In order to explain the emerging properties of 2D materials systems, we have to visit graphene since it is a suitable starting point. As many wonderful reviews have been already written [1u, v], just the key features of graphene as an archetype of 2D systems are summarized in this part. Readers can have a look at more details on basic physics and mathematical descriptions of graphene in already-published sophisticated materials.

So why is graphene interesting? This is because we can observe phenomena which can be described by the Dirac's equation as being a key to understand modern physics in solid states (and therefore these materials' anomalous functions can bring in chemistry). As written by Novoselov, Geim et al. that “quantum relativistic effects are usually minute in the known experimental systems that can be described accurately by the non-relativistic Schrödinger equation,” [1r] but graphene's many electronic properties, for example, Dirac fermions (Figure 8.1), can be described by the relativistic Schrödinger equation, that is, the Dirac's equation.

We can observe many unique quantum phenomena from graphene, but one of the most important findings is an anomalous quantum Hall effect (Figure 8.2a,b). In the case of this study, an external magnetic field was applied in order to induce additional discrete energy levels, the so-called Landau levels. This finding led to the design of a quantum Hall effect at zero magnetic field and the Haldane model was described as a quantum Hall effect without Landau levels based on parity anomaly of (2+1)-dimensional field theory [1j] (Figure 8.2c,d). Later, Kane and Mele showed by a theoretical study that an effect of spin–orbit interactions can induce spin and charge conductances at the edge of 2D condensed matters [1q].

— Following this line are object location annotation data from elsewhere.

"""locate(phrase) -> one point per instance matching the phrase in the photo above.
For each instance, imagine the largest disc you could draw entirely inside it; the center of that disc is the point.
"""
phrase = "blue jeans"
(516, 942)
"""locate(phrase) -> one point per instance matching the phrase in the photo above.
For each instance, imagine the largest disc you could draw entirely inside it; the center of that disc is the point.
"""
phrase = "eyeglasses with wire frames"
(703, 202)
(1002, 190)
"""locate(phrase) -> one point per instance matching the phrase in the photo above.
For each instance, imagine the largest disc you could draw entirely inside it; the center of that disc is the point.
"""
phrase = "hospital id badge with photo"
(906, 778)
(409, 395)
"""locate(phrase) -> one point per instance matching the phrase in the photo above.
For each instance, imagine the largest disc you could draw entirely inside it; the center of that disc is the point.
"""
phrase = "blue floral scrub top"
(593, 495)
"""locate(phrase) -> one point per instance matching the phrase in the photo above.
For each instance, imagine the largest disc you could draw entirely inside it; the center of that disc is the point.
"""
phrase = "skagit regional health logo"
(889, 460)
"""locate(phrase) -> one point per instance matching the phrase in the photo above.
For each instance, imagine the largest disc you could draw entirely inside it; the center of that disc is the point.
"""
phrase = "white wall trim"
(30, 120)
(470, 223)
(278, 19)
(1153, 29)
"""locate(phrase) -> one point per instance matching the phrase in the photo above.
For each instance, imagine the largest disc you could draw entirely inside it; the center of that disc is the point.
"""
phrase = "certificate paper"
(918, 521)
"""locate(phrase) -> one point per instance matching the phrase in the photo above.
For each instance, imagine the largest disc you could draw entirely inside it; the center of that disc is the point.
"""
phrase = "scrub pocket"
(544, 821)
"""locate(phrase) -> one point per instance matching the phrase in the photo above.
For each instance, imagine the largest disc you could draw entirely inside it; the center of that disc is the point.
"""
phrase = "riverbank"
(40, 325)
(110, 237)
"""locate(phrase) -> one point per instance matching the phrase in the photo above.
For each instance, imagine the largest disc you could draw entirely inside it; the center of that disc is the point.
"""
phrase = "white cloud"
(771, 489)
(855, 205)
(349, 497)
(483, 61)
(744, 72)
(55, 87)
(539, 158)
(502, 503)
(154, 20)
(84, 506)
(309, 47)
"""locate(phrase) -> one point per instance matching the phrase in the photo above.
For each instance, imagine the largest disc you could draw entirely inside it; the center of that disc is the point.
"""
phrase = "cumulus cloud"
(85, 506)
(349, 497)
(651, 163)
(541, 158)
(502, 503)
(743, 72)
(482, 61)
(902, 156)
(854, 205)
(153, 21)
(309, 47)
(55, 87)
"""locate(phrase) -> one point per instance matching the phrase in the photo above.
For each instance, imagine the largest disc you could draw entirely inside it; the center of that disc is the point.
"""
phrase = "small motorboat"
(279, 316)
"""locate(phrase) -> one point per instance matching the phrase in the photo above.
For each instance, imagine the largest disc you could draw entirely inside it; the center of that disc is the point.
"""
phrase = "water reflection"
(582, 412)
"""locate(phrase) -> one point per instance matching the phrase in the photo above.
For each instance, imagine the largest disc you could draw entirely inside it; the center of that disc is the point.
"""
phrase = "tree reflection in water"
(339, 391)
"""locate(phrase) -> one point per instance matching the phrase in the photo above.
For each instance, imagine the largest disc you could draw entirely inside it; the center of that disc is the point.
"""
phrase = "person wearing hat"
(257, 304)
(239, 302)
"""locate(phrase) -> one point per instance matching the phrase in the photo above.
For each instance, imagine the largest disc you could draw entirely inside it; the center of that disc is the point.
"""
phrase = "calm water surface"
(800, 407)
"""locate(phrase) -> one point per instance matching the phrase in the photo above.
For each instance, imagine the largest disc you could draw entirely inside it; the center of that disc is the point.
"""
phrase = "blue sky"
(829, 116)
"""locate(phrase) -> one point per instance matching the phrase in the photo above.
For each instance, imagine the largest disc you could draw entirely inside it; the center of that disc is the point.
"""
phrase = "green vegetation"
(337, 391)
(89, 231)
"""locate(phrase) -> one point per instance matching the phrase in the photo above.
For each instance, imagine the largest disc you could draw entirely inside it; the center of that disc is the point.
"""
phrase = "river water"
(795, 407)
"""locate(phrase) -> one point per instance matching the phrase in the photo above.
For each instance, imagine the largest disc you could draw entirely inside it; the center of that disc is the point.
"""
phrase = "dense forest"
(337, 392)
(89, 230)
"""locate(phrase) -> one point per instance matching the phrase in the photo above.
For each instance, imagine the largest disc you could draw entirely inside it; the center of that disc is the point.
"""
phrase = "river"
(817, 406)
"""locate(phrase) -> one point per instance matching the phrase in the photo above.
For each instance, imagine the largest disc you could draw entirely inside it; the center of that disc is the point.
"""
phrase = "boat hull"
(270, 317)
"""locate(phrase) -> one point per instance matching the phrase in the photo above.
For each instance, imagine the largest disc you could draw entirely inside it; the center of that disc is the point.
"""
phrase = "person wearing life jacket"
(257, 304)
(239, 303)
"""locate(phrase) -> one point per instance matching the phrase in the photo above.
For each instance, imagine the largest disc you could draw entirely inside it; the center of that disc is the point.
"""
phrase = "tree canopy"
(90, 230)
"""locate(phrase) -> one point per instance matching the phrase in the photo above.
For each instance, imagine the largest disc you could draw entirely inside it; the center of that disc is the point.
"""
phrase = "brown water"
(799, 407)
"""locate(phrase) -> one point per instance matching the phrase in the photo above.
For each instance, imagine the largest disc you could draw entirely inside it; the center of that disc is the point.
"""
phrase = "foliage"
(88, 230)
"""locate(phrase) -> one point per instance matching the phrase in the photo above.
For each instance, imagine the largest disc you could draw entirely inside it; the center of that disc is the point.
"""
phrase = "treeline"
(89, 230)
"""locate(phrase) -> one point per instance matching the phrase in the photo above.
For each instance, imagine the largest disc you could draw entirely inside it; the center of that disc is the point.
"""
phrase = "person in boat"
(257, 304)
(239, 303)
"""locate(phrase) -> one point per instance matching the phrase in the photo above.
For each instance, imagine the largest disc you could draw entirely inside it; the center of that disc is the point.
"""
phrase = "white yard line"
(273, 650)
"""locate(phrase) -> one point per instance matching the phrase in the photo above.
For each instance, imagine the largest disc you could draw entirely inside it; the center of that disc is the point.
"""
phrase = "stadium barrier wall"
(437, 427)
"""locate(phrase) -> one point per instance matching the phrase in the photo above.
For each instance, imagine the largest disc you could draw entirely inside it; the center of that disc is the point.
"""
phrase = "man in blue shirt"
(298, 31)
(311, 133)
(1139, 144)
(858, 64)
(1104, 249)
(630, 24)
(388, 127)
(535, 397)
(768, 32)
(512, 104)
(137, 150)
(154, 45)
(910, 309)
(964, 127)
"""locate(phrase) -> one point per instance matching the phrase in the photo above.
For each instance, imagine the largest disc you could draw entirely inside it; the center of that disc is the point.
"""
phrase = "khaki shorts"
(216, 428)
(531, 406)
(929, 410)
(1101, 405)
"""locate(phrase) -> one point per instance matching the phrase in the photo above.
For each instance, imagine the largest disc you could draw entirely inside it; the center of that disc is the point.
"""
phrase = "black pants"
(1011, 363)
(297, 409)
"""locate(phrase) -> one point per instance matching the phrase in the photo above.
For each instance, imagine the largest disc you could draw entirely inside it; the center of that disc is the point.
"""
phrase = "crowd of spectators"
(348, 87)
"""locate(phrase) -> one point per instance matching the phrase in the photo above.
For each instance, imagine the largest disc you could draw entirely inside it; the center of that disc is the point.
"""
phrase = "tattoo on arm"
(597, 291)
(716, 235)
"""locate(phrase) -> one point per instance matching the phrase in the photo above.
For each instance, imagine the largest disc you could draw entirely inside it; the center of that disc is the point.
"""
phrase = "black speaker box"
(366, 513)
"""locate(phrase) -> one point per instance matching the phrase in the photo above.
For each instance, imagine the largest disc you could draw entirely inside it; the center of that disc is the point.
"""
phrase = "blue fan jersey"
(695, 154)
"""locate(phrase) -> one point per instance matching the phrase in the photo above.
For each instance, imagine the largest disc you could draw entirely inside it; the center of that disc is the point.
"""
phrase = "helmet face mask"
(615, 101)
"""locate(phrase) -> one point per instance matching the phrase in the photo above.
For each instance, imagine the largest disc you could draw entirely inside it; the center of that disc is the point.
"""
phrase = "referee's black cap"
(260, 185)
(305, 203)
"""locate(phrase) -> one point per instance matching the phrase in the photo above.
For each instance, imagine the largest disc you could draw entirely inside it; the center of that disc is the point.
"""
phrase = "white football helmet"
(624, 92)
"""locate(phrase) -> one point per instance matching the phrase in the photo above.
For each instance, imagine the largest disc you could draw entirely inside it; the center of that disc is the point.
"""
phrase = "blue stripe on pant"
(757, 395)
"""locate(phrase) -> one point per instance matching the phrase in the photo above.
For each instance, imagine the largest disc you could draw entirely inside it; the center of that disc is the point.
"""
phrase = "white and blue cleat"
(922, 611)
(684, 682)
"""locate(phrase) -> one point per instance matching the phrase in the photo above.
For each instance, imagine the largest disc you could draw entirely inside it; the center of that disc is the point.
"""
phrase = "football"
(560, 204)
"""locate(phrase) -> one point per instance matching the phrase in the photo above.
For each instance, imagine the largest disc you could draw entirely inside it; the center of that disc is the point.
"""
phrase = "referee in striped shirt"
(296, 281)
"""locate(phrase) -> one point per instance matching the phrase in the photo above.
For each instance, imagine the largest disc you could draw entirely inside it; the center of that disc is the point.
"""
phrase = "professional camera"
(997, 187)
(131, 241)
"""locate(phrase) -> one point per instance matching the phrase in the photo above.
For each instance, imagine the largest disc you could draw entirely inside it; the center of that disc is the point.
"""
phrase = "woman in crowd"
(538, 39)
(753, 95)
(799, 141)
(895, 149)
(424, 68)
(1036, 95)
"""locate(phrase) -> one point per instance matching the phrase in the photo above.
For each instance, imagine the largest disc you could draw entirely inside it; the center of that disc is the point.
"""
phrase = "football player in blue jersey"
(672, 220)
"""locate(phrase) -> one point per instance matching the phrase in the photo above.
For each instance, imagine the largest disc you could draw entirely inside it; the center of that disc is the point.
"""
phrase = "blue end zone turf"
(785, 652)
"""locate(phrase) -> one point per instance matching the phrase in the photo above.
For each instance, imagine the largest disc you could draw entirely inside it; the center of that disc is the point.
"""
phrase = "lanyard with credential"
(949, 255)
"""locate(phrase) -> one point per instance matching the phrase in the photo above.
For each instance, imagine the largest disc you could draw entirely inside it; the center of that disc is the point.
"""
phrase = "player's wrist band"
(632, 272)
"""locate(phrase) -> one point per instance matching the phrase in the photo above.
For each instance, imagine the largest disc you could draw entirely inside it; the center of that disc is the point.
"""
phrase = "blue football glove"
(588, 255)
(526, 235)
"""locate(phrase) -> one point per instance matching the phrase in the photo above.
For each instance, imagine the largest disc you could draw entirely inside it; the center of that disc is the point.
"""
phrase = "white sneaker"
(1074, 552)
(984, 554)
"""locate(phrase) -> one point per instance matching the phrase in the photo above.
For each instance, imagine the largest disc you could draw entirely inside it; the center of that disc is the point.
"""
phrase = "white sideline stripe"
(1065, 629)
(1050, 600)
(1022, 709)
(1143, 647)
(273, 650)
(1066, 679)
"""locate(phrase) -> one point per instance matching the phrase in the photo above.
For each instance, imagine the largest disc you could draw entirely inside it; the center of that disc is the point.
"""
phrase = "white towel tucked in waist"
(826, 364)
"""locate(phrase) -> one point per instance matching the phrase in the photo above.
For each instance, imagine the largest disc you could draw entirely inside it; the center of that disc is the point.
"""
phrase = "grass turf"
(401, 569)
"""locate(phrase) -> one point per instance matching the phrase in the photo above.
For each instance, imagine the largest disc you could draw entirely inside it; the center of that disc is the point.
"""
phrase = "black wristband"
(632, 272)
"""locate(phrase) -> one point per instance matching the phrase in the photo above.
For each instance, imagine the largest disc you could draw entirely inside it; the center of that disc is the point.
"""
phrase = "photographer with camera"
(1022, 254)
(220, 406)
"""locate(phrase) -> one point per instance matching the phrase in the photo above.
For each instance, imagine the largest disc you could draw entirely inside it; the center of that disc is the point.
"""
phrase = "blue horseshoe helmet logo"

Since graphene's spin–orbit interaction is weak, this theory was applied to HgTe/(Hg, Cd)Te quantum wells, which is a 2D electron system constituted of elements heavier than the carbon atom, and confirmed that the Kane–Mele model is true [1t]. The author notes that the Haldane and Kane–Mele models are based on a combination of the Dirac's equation and topology, the origin of which can be traced to the Thouless–Kohmoto–Nightingale–Nijs equation [1e], and these studies are key to the present intensive researches on topological phase, such as topological insulator.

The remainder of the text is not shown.